A trademark isn’t registered until the applicant begins using the name, Tripp said, and Ramos’ plans to open the restaurants were delayed when Viacom sued his company in January 2016 for trademark infringement and eight other claims.

Tripp said Ramos feels like he’s been bullied by the deep-pocketed Viacom because it could have sought alternate resolutions outside of court.

“Viacom could have opposed the registration at the trademark office,” Tripp said. “The trademark office has a procedure for that instead of filing a lawsuit and accusing my client of nine different counts of infringement. That would have been a much more economical proceeding for my client and it would have been a faster proceeding.”

IJR argued in court filings that it should be able to trademark The Krusty Krab because Viacom has not, and Viacom can’t claim rights to the name of a fictional restaurant.

However, U.S. District Judge Gray Miller sided with Viacom on Wednesday, citing Fifth Circuit precedent that “ownership of a trademark is established by use, not by registration.”

“The ‘Krusty Krab’ backdrop is regularly featured in the television show and was also depicted in two SpongeBob SquarePants feature films released in 2004 and 2015, that had total gross receipts of over $470 million. Examples like these support Viacom’s argument that it has a valid mark based on its use of the mark in commerce,” Miller wrote in an 18-page opinion.

The judge also agreed with Viacom that fictional names can establish trademark rights,

“Courts have held that made-up words like ‘Kryptonite,’ (a fictional radioactive compound in the Superman series) and the ‘Daily Planet’ (a fictional newspaper where Superman works) have a common law trademark based on use,” he wrote. (Parentheses in original.)

IJR’s attorneys argued that SpongeBob isn’t as well-known as Superman.

“In my opinion, the Krusty Krab isn’t a famous mark. I appreciate that SpongeBob has niche fame,” Tripp told Courthouse News.

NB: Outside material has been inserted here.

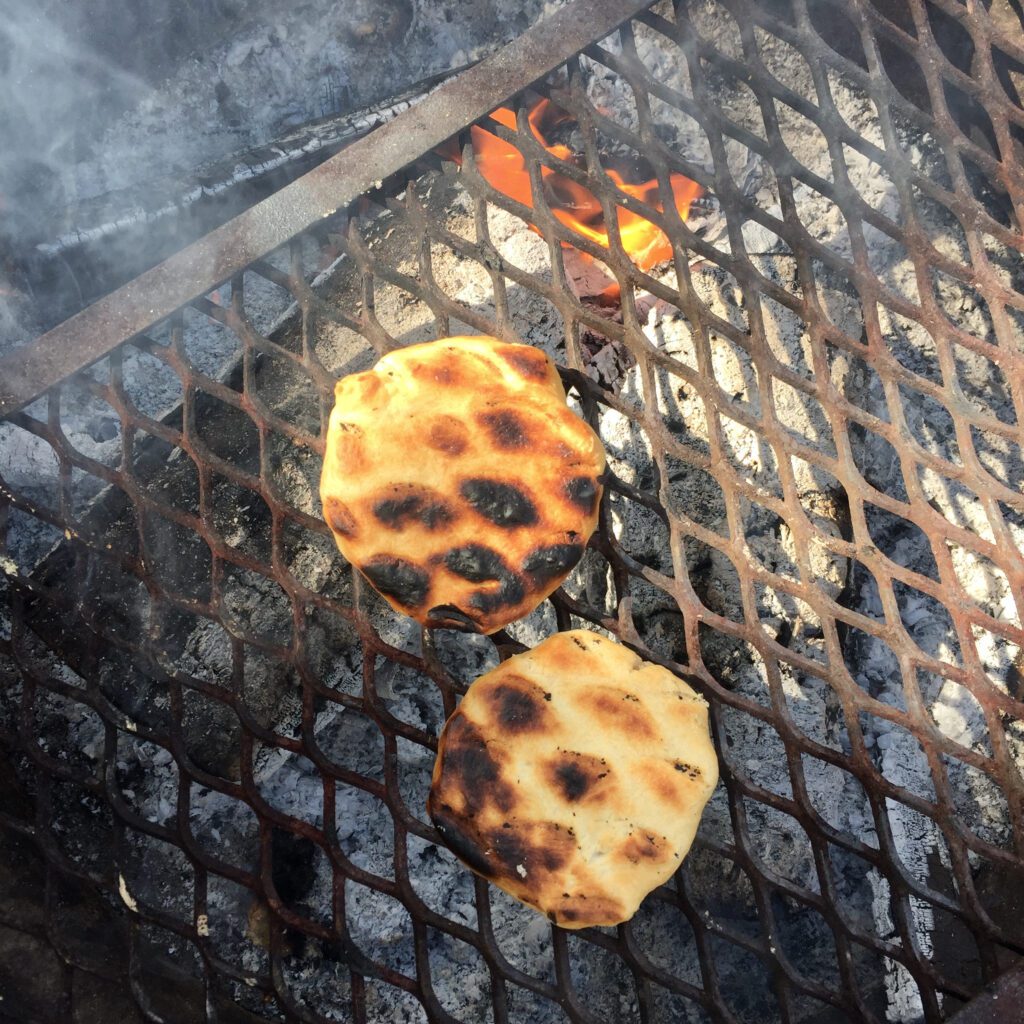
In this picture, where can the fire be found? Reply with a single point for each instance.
(503, 167)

Though Miller agreed with Viacom that IJR is violating its trademark, he denied Viacom’s trademark-dilution claim. He said the dilution claim is not ripe because IJR has not used the mark.

The judge declined to rule on Viacom’s state and federal unfair competition and false designation claims because Viacom didn’t brief them in its summary judgment motion.

Tripp said she will likely appeal the trademark infringement finding.

“My personal view is it seems to stretch trademark law further than it’s been before,” she said.

Viacom’s attorney Tyson Smith with Pirkey Barber in Austin didn’t immediately respond to an email Friday morning asking for his reaction to the ruling, and why Viacom chose to sue IJP, rather than challenging it before the U.S. Patent and Trademark Office.